Flyback chronographs 80 years of flyback chronographs
The anniversary dates of historical models are generally well known, while those of the patents behind them are often forgotten. 2016 marks the 80th anniversary of the patent for a major horological complication: the flyback chronograph.
Once again, the year 2016 has been marked by the launch of countless flyback chronographs, to the point where they tend to go unnoticed. The cruel flip side of history lies in the very fact that when a complication becomes commonplace, its spreading popularity is a sure sign of success. Yet however modern it now seems, the flyback chronograph is an historical complication.
1889 – 1936 : from Bovet to Longines
We owe the modern flyback chronograph to Longines. It was in 1936 that its 13ZN calibre, now well-known among collectors, made its appearance with a flyback function. A simple press on the chronograph pusher reset its hand to zero and started a new timing operation. The flyback is thus above all a useful complication that avoids time-consuming manoeuvres. This legendary calibre was to equip the super 1940s Longines chronographs that are still some of the most sought-after of their kind. Most of the 13ZN movements are equipped with a flyback function, with a few exceptions.
Nonetheless, as with many watchmaking inventions, Longines drew inspiration from history, and more specifically from Bovet. On January 29th 1889, the Manufacture had patented a pocket chronograph with a flyback function. The patent related to a highly distinctive interpretation (that was never followed up) of the flyback in which the hands moved in sync with the hands displaying the time. It was thus possible to choose the desired distance between the two sets of hands and thus to use the timepiece as a dual-time indication.
A golden banana
The flyback chronograph has implied a number of challenges in the course of its history. Having one hand abruptly halted and “caught up with” by another involved a number of serious strains on the metals, the arbors and even the hands. Zero-resetting them could lead to a number of surprising phenomena. There was a time not so long ago when some poorly designed hands tended to take on a banana shape due to zero-resetting, incapable of absorbing the oscillating power without being distorted. Some even snapped. “One can still find some gold hands that behave in unexpected ways”, says Carole Kasapi, Cartier Movement Development Director, with a rueful smile. “It’s a very supple material that tends to warp when strained”. That is indeed one of the reasons why all modern hands are in steel.
Some firms have introduced other more unusual developments. Ulysse Nardin, for example, no longer offers this type of complication in its collection, but was a pioneer in this domain.
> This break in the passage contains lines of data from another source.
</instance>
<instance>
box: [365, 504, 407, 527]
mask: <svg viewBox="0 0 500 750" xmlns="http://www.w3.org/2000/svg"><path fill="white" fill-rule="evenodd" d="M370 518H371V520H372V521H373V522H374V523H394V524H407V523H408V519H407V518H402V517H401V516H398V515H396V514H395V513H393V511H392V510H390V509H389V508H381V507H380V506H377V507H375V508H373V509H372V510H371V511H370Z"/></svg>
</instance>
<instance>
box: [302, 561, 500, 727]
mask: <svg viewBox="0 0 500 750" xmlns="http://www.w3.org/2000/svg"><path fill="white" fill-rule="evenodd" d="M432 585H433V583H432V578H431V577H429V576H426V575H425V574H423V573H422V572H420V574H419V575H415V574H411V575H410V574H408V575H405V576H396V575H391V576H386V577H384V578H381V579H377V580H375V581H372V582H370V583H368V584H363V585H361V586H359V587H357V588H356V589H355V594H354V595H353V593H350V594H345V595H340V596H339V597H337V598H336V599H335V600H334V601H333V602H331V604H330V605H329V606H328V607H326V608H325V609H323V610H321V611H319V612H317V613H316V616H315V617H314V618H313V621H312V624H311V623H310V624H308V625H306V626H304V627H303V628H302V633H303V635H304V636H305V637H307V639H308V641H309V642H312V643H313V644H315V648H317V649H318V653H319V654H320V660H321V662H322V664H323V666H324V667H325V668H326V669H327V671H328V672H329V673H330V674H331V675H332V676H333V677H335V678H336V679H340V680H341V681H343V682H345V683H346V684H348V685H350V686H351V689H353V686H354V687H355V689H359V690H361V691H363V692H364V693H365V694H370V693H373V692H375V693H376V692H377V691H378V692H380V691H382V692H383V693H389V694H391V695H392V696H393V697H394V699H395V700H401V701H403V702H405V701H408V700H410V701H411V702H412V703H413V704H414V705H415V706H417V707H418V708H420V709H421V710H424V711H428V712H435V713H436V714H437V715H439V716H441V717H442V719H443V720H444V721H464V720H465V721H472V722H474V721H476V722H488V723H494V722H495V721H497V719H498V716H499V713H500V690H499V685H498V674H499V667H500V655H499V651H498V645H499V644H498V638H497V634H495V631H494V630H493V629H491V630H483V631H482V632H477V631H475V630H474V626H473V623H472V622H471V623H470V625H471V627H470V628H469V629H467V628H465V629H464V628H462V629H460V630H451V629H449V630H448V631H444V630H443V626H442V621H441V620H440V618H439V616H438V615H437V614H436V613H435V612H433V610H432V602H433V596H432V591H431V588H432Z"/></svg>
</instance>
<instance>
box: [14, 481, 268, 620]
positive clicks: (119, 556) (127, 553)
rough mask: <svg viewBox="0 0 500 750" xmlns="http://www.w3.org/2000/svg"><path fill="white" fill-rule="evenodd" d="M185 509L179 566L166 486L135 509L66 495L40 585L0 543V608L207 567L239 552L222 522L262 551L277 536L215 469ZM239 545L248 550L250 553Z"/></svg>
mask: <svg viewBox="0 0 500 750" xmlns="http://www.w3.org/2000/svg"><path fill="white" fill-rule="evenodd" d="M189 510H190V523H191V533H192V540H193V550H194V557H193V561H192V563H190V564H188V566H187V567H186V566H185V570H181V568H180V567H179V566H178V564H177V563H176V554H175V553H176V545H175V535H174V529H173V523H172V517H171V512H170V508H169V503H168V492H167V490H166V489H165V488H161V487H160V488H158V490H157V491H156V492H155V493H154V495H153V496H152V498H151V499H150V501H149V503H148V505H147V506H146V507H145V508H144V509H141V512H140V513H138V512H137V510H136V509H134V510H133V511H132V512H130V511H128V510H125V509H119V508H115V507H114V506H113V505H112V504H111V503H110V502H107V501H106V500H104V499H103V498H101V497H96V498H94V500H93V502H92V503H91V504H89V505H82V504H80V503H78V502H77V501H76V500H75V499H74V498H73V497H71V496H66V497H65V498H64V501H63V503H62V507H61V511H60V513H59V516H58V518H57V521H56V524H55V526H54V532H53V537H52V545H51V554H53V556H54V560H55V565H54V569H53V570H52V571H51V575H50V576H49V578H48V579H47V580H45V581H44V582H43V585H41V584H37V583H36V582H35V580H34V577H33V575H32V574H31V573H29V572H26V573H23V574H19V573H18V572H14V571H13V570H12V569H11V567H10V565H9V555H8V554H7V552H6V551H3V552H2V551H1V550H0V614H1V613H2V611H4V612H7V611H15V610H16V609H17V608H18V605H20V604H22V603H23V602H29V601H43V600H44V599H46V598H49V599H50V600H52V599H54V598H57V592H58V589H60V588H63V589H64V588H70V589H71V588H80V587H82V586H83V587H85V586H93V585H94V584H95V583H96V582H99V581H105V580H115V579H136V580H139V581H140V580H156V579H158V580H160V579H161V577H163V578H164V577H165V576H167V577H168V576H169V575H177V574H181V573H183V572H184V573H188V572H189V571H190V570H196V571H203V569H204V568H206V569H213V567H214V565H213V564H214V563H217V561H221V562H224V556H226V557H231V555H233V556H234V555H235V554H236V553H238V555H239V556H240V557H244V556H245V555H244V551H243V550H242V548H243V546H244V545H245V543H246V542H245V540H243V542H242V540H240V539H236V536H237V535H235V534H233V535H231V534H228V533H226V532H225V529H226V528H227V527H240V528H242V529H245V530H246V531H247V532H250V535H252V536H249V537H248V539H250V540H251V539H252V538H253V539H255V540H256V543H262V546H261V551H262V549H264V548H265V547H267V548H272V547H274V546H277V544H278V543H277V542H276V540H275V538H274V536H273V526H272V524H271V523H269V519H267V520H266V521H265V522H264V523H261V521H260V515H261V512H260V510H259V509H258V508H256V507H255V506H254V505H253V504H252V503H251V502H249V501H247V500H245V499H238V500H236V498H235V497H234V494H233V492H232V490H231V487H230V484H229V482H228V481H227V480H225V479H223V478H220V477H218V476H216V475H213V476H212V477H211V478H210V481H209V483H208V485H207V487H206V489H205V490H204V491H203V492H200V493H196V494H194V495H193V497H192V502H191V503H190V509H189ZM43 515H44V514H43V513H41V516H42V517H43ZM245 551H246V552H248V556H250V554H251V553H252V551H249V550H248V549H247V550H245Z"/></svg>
In 1936, the Manufacture released an ingenious double flyback synchronised activation system, the ancestor of current sports timing systems; and it later made another breakthrough with an electromagnetically-activated flyback.
A perpetually perfected complication
These days, material-related constraints are no longer an issue, providing one has the means to avoid them. Richard Mille notably adapts its materials to the purpose for which each of its models is designed. For the year 2016 alone, the brand has unveiled a “Le Mans Classic” flyback, followed by an RM 60-01 “Voiles de St Barth” and then an RM 50-02 ACJ featuring a grade 5 titanium movement that can withstand the toughest conditions.
In a far more classical mode, and in its typically discreet manner, Chopard has registered a number of patents designed to optimise Longines’ brilliant invention: pivoting hammers with elastic arms reducing their bulk; anti-locking systems; and viscoelastic transmission elements. These inventions do not modify the function, but instead contribute to enhancing its reliability and its precision, the cardinal values of Haute Horlogerie. Today, these discreet yet indispensable developments are to be found in the L.U.C Perpetual Chrono, Mille Miglia 2016 XL Race Edition and the Superfast Chrono Porsche 919 Black Edition.
Even though the flyback is an authentic complication, its democratisation is now shared by a number of connoisseurs, notably thanks to Eterna and Alpina. With the latter’s Alpiner 4 model, the flyback reaches new heights; with the BR 126 Sport Heritage, Bell & Ross has sent it sky-high; and with the Fifty Fathoms Bathyscaphe Flyback, Blancpain has immersed it in the depths of the ocean. With its Stratos, Zenith has propelled it into space; with the Monza 2016, TAG Heuer has enabled it to hit the motor-racing tracks; and with the Datograph Up/Down, A. Lange & Söhne has granted it a German residence permit. Last but not least, Christophe Claret with its Maestoso has treated it to its most complicated development to date, with a constant-force traditional pivoted detent escapement. The flyback remains as popular and versatile as ever!